At two o’clock on a Saturday, Glen drove up into our yard in a car. He had had a big brown Harley-Davidson that he rode most of the year, in his black-and-red irrigators and a baseball cap turned backwards. But this time he had a car, a blue Nash Ambassador. My mother and I went out on the porch when he stopped inside the olive trees my father had planted as a shelter belt, and my mother had a look on her face of not much pleasure. It was starting to be cold in earnest by then. Snow was down already onto the Fairfield Bench, though on this day a chinook was blowing, and it could as easily have been spring, though the sky above the Divide was turning over in silver and blue clouds of winter.
“We haven’t seen you in a long time, I guess,” my mother said coldly.
“My little retarded sister died,” Glen said, standing at the door of his old car. He was wearing his orange VFW jacket and canvas shoes we called wino shoes, something I had never seen him wear before. He seemed to be in a good humor. “We buried her in Florida near the home.”
“That’s a good place,” my mother said in a voice that meant she was a wronged party in something.

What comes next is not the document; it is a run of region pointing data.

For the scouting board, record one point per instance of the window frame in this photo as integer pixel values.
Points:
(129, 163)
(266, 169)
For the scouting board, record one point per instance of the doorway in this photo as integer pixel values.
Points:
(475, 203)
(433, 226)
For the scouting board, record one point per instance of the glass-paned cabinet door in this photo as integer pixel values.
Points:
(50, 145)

“I want to take this boy hunting today, Aileen,” Glen said. “There’re snow geese down now. But we have to go right away, or they’ll be gone to Idaho by tomorrow.”

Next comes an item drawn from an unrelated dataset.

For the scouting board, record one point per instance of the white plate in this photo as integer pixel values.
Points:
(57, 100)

“He doesn’t care to go,” my mother said.
“Yes I do,” I said, and looked at her.
My mother frowned at me. “Why do you?”
“Why does he need a reason?” Glen Baxter said and grinned.
“I want him to have one, that’s why.” She looked at me oddly. “I think Glen’s drunk, Les.”
“No, I’m not drinking,” Glen said, which was hardly ever true. He looked at both of us, and my mother bit down on the side of her lower lip and stared at me in a way to make you think she thought something was being put over on her and she didn’t like you for it. She was very pretty, though when she was mad her features were sharpened and less pretty by a long way. “All right, then I don’t care,” she said to no one in particular. “Hunt, kill, maim. Your father did that too.” She turned to go back inside.
“Why don’t you come with us, Aileen?” Glen was smiling still, pleased.
“To do what?” my mother said. She stopped and pulled a package of cigarettes out of her dress pocket and put one in her mouth.
“It’s worth seeing.”
“See dead animals?” my mother said.
“These geese are from Siberia, Aileen,” Glen said. “They’re not like a lot of geese. Maybe I’ll buy us dinner later. What do you say?”
“Buy what with?” my mother said. To tell the truth, I didn’t know why she was so mad at him. I would’ve thought she’d be glad to see him. But she just suddenly seemed to hate everything about him.
“I’ve got some money,” Glen said. “Let me spend it on a pretty girl tonight.”
“Find one of those and you’re lucky,” my mother said, turning away toward the front door.
“I already found one,” Glen Baxter said. But the door slammed behind her, and he looked at me then with a look I think now was helplessness, though I could not see a way to change anything.
My mother sat in the backseat of Glen’s Nash and looked out the window while we drove. My double gun was in the seat between us beside Glen’s Belgian pump, which he kept loaded with five shells in case, he said, he saw something beside the road he wanted to shoot. I had hunted rabbits before, and had groundsluiced pheasants and other birds, but I had never been on an actual hunt before, one where you drove out to some special place and did it formally. And I was excited.